In a period of less than a month, everything good seemed possible for America. First came the Moon landing, on July 20, 1969. Billions watched our astronauts live from the lunar surface and took pride in humanity’s achievement. In the United States, the concept of collective will to conquer a huge national challenge got a big boost. Project Apollo joined the Manhattan Project as paradigms of government-led Yankee ingenuity licking a technological problem — and on a tight timetable to boot, expenses be damned because of the extreme nature of the threat.
Then, on August 15, “half a million strong,” in Joni Mitchell’s lyric, gathered for the Woodstock Music & Arts Fair, a mega-event never previously attempted and never duplicated in the half century since for its sense of common destiny and generational purpose. In covering her tune a few months later, Crosby Stills & Nash riffed a rejoinder that shows the synchronicity between Apollo and Woodstock: “We are stardust, we are golden. We are billion-year- old carbon. And we got to get ourselves back to the garden.”

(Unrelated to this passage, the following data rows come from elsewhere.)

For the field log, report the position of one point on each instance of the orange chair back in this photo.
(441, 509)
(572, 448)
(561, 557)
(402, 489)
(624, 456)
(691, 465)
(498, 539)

Years later, Mitchell observed that at the 1969 festival, the kids “saw that they were part of a greater organism.” Indeed, by the time the voting age came down to 18 months later, the Boomers had established themselves as a political force. And while the war in Vietnam continued to divide the country, the can-do spirit of collective action for common good embodied in Project Apollo and Woodstock Nation found a favored outlet with back-to-the-garden environmental lawmaking.
Exploring the Moon “has altered our view of Earth, its ecosystems, and the evolution of a habitable world,” according to David Kring, a geologist at the Lunar and Planetary Institute. “Earth Day’s origins can be traced to the Apollo missions. It is only fitting to recognize the significant contributions lunar exploration has made to better understand planet Earth.”
Analysis of the rocks returned by astronauts as well as photographs of the cratered surface made from orbit led scientists to create the impact theory of extinction on Earth, and even to postulate that the conditions for our biosphere arising in the first place on what was a barren planet were the result of constant hits by large celestial bodies.
Indeed, the lunar rocks proved that Earth’s water, critical to life, was not present on our globe originally but was the later gift of billions of colliding comets, composed of ice and dust, over the eons. The human body is 60 percent comet water and some comet carbon as well, and most of the remaining elements were produced in the center of supernovae near the dawn of the universe. We are indeed, as the astronauts helped prove, made up of stardust and billion-year-old carbon.
Apollo’s greatest gift to human understanding of the Earth’s environment would come three years after the initial landing, when the voyagers returning from the final lunar mission took the first photograph giving a view of our species’ home planet in full phase. The “Big Blue Marble” picture, azure seas and green-brown continents beneath swirling white clouds, went viral, maybe the first such image to do so, appearing on book covers and tote bags with a message that maintaining “the ecology” on Spaceship Earth is like ensuring breathable air is for astronauts.
Meanwhile, back at the time of Apollo 11 and Woodstock, legislators were drafting a law making it the policy of the United States to support Mitchell’s garden, our planetary life-support system, for future generations. “I have come to lose the smog,” she sang, “and I feel myself a cog in somethin’ turning.”
Indeed, in those few weeks in the summer of 1969, it became “the time of man” for all that is harmful about our species’ impact to “turn into butterflies across our nation.”